Bitticks was also with Blaze for eight years as that brand grew from two to about 275 locations, before he made the move to Dave’s. Franchisees say the leadership team behind Dave’s is a big part of the reason they chose this brand in a crowded world of chicken franchises.
“We have a lot of confidence in Bill Phelps and his tutelage of the founders,” said Martha Olmos, COO of Dave’s franchise group Damm Fine Chicken, which operates six units.
Olmos also operates 15 Blaze units, but that’s a brand her company does not plan to grow further. “We learned a lot with Blaze,” she said. “We learned a lot about what not to do as well.”
Blaze was also once the hot, rapidly growing fast-casual brand in its early years. But the private-equity ownership brought a certain emotional detachment, she said.
For Phelps and others on the leadership team at Dave’s, she added, “This is their baby.”
Keeping it simple
Faith in that leadership team also gives franchisees like Raj Patel, president of Hari Group, reason to add to his plans to grow Dave’s.
Patel operates eight units in Chicagoland, with plans to reach 21 there. He recently bought the St. Louis market, and he’s planning seven there. And he’s in negotiations for more stores in Ohio.
“The biggest key is leadership,” said Patel, who is also an established operator of 95 Dunkin’ units in Illinois and Indiana. “Leadership can mess up brands in seconds. When we signed up for Dave’s, it only had one unit. So the two things we focused in on were the food and the leadership. And those two things lined up very well.”

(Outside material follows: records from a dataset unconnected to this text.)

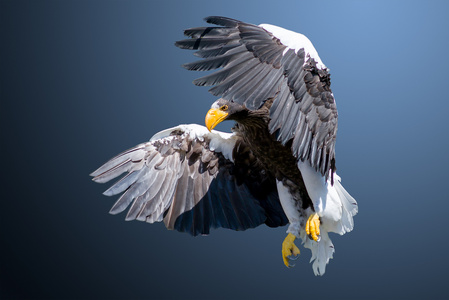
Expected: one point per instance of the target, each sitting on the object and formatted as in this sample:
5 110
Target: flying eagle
277 167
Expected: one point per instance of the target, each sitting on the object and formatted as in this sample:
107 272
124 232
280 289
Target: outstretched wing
193 180
263 62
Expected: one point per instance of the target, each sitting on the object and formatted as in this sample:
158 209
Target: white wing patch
294 41
219 141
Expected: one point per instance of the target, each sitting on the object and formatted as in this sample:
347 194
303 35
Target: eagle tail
336 208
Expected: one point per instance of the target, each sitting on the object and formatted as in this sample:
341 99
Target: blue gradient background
83 80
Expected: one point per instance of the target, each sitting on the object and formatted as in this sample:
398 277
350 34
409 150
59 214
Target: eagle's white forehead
215 104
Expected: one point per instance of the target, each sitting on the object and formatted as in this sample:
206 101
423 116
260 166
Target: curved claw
293 257
289 251
313 227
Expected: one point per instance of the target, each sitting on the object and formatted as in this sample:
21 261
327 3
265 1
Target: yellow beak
213 117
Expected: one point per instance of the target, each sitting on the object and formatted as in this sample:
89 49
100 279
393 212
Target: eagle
276 167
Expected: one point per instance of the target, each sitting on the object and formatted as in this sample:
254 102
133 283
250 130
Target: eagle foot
289 251
313 227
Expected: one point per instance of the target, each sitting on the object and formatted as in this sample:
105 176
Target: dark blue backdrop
84 80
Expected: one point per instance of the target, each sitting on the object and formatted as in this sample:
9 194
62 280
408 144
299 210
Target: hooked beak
213 117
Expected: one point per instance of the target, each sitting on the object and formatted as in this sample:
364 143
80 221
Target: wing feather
187 177
277 62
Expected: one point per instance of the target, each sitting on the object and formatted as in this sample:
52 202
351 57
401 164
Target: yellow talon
289 250
313 227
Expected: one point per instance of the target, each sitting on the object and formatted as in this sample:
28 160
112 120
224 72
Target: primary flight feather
276 167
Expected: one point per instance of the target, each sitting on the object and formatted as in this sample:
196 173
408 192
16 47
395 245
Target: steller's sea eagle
276 167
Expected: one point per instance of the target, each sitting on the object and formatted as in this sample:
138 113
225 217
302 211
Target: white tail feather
337 216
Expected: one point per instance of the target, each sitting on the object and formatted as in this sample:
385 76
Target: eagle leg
313 227
289 250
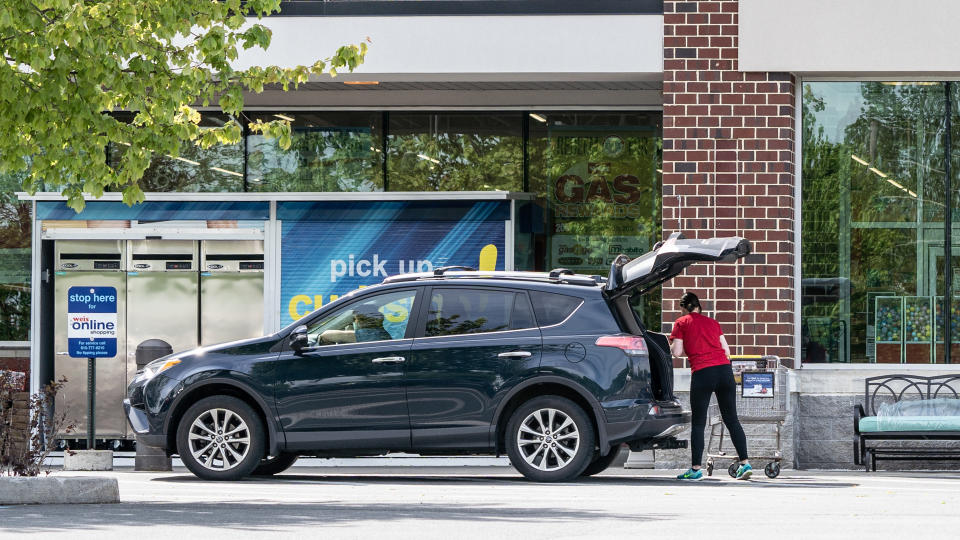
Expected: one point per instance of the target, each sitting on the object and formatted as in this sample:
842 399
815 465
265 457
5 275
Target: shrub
28 427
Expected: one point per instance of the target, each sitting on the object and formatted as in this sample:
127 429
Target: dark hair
690 302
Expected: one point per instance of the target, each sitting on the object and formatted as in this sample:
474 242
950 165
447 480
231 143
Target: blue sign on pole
92 322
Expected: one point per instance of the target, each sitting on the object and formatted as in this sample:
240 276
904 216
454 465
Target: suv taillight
629 344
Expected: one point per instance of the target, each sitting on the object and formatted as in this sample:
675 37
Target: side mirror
298 339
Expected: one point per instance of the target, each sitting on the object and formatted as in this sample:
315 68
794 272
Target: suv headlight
153 368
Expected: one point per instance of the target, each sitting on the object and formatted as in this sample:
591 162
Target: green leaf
70 62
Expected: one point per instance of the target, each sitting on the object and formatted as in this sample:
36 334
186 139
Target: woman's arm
676 347
723 343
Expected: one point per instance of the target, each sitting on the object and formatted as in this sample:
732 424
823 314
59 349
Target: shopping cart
762 399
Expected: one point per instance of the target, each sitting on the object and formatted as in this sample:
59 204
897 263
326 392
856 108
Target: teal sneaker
691 474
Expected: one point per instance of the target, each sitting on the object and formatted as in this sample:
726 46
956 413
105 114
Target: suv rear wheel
550 439
220 438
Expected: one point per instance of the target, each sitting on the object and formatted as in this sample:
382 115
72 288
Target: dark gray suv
554 369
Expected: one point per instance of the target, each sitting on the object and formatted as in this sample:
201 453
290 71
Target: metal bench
868 444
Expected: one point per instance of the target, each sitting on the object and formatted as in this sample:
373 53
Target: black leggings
715 380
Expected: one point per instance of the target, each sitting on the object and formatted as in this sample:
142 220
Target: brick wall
728 140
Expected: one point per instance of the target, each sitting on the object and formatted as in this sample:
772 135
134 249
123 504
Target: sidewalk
495 502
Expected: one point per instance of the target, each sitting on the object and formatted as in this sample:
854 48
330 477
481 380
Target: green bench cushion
875 424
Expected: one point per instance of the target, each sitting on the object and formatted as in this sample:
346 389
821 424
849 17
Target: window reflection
15 230
218 168
455 152
330 151
873 209
598 178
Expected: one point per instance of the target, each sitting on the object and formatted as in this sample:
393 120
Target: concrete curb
58 490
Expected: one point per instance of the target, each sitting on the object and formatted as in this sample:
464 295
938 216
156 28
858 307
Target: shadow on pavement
267 516
410 478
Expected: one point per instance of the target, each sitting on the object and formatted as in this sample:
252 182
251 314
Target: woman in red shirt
700 338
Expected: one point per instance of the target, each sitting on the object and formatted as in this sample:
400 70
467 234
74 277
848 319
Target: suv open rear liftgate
639 276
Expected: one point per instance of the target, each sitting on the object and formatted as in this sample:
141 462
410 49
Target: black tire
236 459
577 444
602 463
272 465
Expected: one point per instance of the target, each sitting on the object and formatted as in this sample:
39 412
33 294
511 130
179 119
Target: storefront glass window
455 152
218 168
330 151
874 200
597 177
14 260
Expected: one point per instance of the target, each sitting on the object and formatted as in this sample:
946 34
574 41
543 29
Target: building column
728 170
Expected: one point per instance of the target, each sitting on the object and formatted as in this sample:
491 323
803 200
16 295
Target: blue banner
323 260
92 322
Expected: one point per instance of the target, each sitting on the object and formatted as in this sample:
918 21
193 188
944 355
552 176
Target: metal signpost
92 334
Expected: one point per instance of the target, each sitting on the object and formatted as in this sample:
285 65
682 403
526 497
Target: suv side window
552 308
380 317
475 311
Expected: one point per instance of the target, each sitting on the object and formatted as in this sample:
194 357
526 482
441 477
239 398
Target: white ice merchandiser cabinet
231 290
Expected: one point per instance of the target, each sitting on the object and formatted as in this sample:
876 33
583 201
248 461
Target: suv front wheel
220 438
550 439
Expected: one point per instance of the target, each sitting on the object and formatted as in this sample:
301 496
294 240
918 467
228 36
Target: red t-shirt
701 340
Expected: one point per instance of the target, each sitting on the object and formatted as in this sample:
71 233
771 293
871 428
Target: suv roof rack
443 269
560 275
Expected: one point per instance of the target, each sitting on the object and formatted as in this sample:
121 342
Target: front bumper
147 407
140 423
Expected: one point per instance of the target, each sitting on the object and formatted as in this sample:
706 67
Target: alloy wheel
219 439
548 439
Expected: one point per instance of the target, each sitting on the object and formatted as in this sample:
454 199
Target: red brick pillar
728 170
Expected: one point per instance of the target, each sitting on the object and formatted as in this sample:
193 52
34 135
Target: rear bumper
662 422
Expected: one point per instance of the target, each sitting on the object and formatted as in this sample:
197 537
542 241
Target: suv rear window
474 311
552 308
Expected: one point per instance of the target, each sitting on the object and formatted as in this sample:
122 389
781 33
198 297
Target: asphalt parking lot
492 501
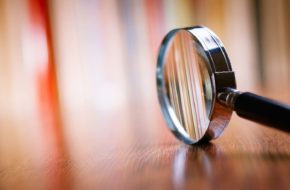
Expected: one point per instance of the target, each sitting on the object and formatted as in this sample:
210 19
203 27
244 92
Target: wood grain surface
131 148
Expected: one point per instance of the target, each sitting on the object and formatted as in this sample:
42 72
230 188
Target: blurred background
72 69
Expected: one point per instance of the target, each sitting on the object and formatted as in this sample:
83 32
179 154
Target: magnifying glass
197 88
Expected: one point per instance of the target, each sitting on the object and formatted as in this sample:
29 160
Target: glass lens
188 84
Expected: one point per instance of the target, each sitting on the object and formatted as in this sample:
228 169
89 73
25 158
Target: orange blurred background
69 69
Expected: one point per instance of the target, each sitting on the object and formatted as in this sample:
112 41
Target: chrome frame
222 77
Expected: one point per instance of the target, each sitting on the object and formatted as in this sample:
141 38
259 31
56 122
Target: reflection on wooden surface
104 128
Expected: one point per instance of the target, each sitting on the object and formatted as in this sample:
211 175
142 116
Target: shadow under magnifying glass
195 163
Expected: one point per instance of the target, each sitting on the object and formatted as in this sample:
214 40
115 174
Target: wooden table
131 148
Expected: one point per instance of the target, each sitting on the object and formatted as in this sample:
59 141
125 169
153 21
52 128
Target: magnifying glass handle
257 108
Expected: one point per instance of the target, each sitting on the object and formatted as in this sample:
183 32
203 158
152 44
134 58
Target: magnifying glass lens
188 85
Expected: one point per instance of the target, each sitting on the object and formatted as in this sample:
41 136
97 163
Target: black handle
263 110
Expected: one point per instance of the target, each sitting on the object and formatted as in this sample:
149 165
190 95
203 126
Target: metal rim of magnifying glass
221 76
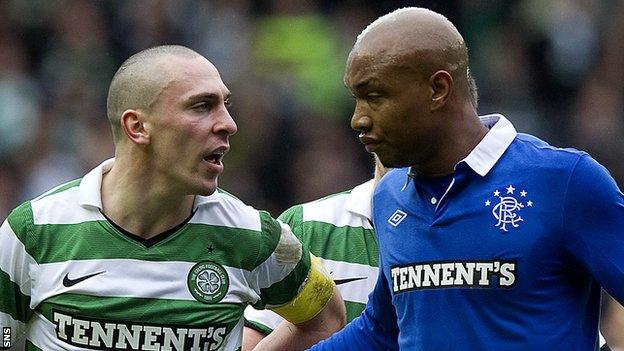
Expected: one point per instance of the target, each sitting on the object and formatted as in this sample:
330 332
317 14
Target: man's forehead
364 66
194 77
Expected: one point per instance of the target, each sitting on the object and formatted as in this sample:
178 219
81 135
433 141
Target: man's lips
369 143
216 156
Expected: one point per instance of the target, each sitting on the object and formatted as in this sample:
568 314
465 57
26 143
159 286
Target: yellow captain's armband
313 296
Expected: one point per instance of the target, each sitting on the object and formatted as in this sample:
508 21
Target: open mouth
214 158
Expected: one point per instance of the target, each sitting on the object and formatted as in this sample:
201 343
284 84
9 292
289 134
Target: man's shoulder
339 209
60 205
533 148
222 209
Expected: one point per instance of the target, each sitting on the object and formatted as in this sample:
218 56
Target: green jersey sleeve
284 265
15 277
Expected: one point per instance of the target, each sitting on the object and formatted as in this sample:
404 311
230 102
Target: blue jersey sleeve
375 329
593 224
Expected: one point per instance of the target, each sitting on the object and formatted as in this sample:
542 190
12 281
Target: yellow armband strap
313 296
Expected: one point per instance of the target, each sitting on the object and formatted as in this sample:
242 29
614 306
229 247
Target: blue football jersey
511 257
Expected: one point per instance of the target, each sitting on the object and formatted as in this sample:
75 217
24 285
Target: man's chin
207 189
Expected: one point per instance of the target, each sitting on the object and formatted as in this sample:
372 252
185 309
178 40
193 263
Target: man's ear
132 123
441 84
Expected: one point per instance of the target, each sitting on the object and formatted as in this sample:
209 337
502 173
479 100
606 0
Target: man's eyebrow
203 96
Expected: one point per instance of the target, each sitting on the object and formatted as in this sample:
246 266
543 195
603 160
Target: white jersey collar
89 191
485 155
489 150
360 199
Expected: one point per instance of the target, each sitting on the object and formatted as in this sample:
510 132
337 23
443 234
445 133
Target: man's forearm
289 336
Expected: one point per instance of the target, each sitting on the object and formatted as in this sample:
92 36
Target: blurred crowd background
555 68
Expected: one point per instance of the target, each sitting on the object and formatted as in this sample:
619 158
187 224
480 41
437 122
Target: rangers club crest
506 208
208 282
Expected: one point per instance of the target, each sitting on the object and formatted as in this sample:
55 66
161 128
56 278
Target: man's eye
373 97
204 106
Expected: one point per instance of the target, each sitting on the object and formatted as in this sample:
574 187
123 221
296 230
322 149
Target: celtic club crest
208 282
507 210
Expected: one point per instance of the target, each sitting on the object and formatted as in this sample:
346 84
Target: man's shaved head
139 81
420 40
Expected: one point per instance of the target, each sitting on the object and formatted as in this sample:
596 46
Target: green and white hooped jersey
69 280
338 230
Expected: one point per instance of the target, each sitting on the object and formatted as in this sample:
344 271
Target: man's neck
454 147
139 205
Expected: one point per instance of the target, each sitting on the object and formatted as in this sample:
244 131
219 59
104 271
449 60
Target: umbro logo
68 282
347 280
397 217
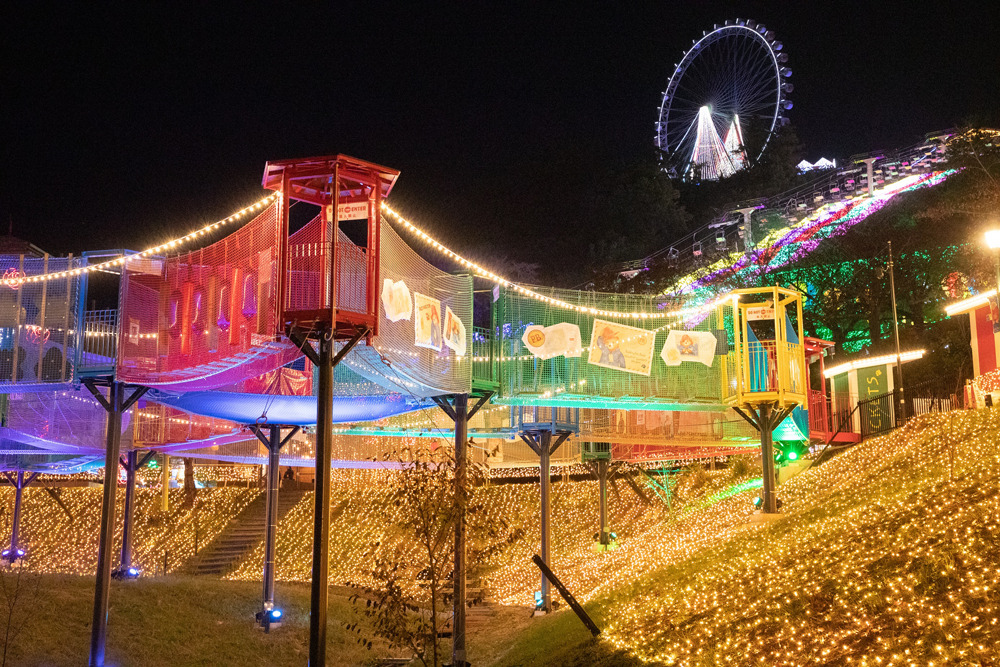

Now Patel said his units open more than a year are “comping at double digits on $3 million AUVs,” he said. “The volume is great. The volume is there. If you get the right real estate and operate correctly, the volume is there. But really, over these last six to 12 months is we’ve really been able to up our marketing dollar, because obviously more locations means more marketing dollars, and we’ve seen a direct impact in sales growth.”
Rapid growth can bring hiccups and challenges, but so far Patel said Dave’s has done a good job of staying ahead of potential problems, like forecasting hiring needs.
He notes that some on the leadership team, including Bitticks, are franchise operators themselves, so they know what headwinds franchisees see ahead, like chicken prices, construction costs and regulations.
As head of the franchisee counsel, Patel said there are varying views about where Dave’s should go from here. Some are looking for more LTOs, while others—including Patel—don’t want to complicate operations.
Unlike Raising Cane’s, Dave’s has played with the menu a bit.
Last year, Dave’s launched Dave’s Not Chicken, which were fried cauliflower steaks and bites as a plant-based option. They started as an LTO and were later added permanently to the menu.
This summer, the chain will add new Dave’s Bites, smaller breast meat bits of the signature chicken with the same varying spice levels, which Bitticks said would appeal as a lunch or snack alternative to the rather large sandwiches and tenders, with no new SKUs.
Dave’s is also planning to add new frozen drinks—with an equipment assist from Coca Cola that will ease costs for franchisees—as well as some innovative flavor and topping options for those drinks as well as the brand’s shake.
“We’re in a good spot right now,” said Patel. “Really the hardest part now is, with huge sales and huge comps, it’s about staying focused on the basics.”